The remaining study (Marrosu [15]) included a sample of participants with symptoms that were considerably homogeneous, which could have been helpful in determining the effectiveness of the treatment with specific MS populations. However, it was a low-quality study that was written as a short report. It involved a surgical procedure that was not described thoroughly and clearly in the methodology, and therefore, it would be difficult to replicate it and provide further evidence to warrant the effectiveness of the treatment.
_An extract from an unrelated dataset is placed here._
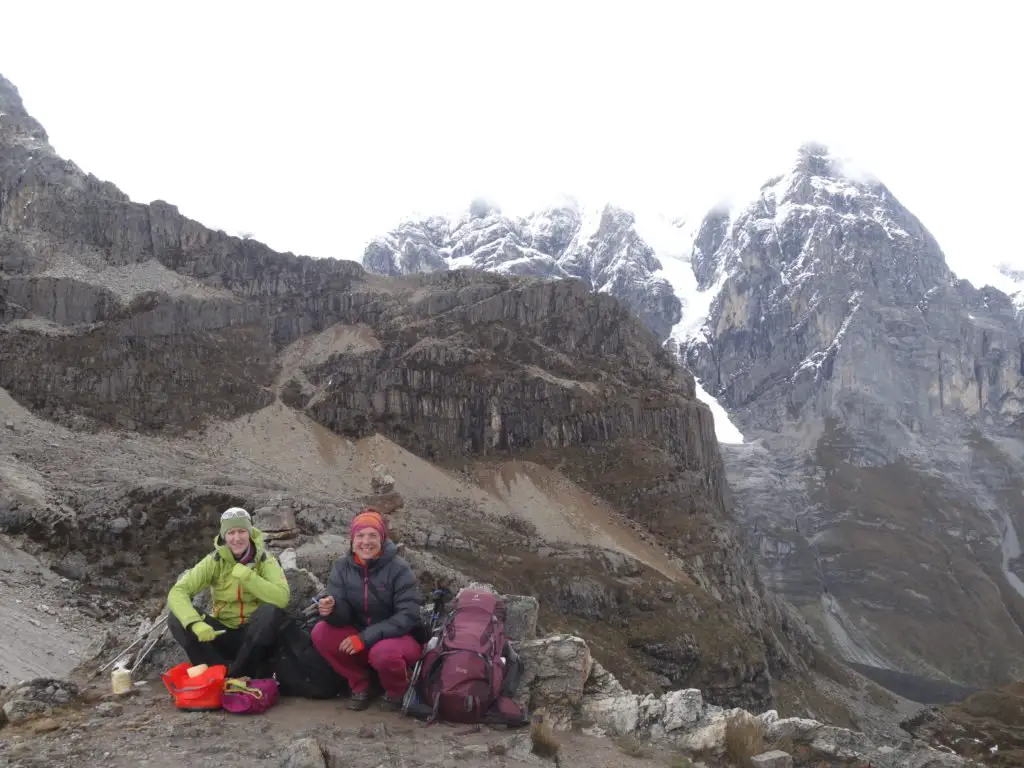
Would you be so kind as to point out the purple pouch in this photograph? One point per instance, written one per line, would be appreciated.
(249, 696)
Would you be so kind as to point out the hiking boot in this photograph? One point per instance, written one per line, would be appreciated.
(359, 700)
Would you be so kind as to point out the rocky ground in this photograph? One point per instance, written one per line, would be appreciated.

Overall, this systematic review shows numerous flaws of the reviewed papers; therefore, larger-scale randomised controlled trials and non-randomised controlled are critically required to compare treatments with larger-sample sizes to potentially inform a greater number of clients with MS. Such efforts will serve to generate conclusive evidence through well-controlled experimental designs, including the need for researchers to ensure a degree of participant equality at the start of the trials, need for a reasonable control or alternate treatment group, blinding of judges who evaluate the treatment efficacy, use of follow-up measures and adequate randomization.

Limitations

The current systematic review has few limitations in regard to the search strategy, quality and data analysis. The search resulted in limited number of studies. This may be because the number of searched databases was too small or the search strategy was too specific. As a result, eligible studies may have been missed in spite of the extended search. Furthermore, the quality assessment of each study was done using critical appraisal criteria adapted from other tools such as the single-case -experimental design scale. Therefore, this tool is not a validated one and does not have evidence that supports its usage to qualitatively analyse therapy effect studies. The use of another validated quality assessment tool may have created different results.

Conclusion

Dysphagia is commonly seen in adults with MS, affecting more than 30 % of the population and resulting in complications such as dehydration and aspiration pneumonia. Nevertheless, there is limited number of reports that describe treatment of dysphagia in MS, and no systematic reviews on the therapeutic effects of these treatments were published. Therefore, this systematic review was conducted to appraise the literature related to the effects of treatment of dysphagia in adults with MS. Five studies were included in this systematic review and amongst them were two that involved the use of electrical stimulation and showed some positive therapeutic effects on dysphagia in adults with MS. However, more research is needed due to the low-evidence quality and poor generalisation of these studies.

This systematic review reveals that limited evidence is available for treatment of dysphagia in MS and much work needs to be done to develop its management. Therefore, further research is required to fill in the existing significant gaps in our knowledge on treatment of oropharyngeal dysphagia in those individuals. This would include well-designed Class III within-participant experimental studies, progressing to larger-scale Class II case–control studies and Class I randomised controlled trials to compare relative benefits of different approaches for different dysphagia conditions and patient profiles in adults with MS.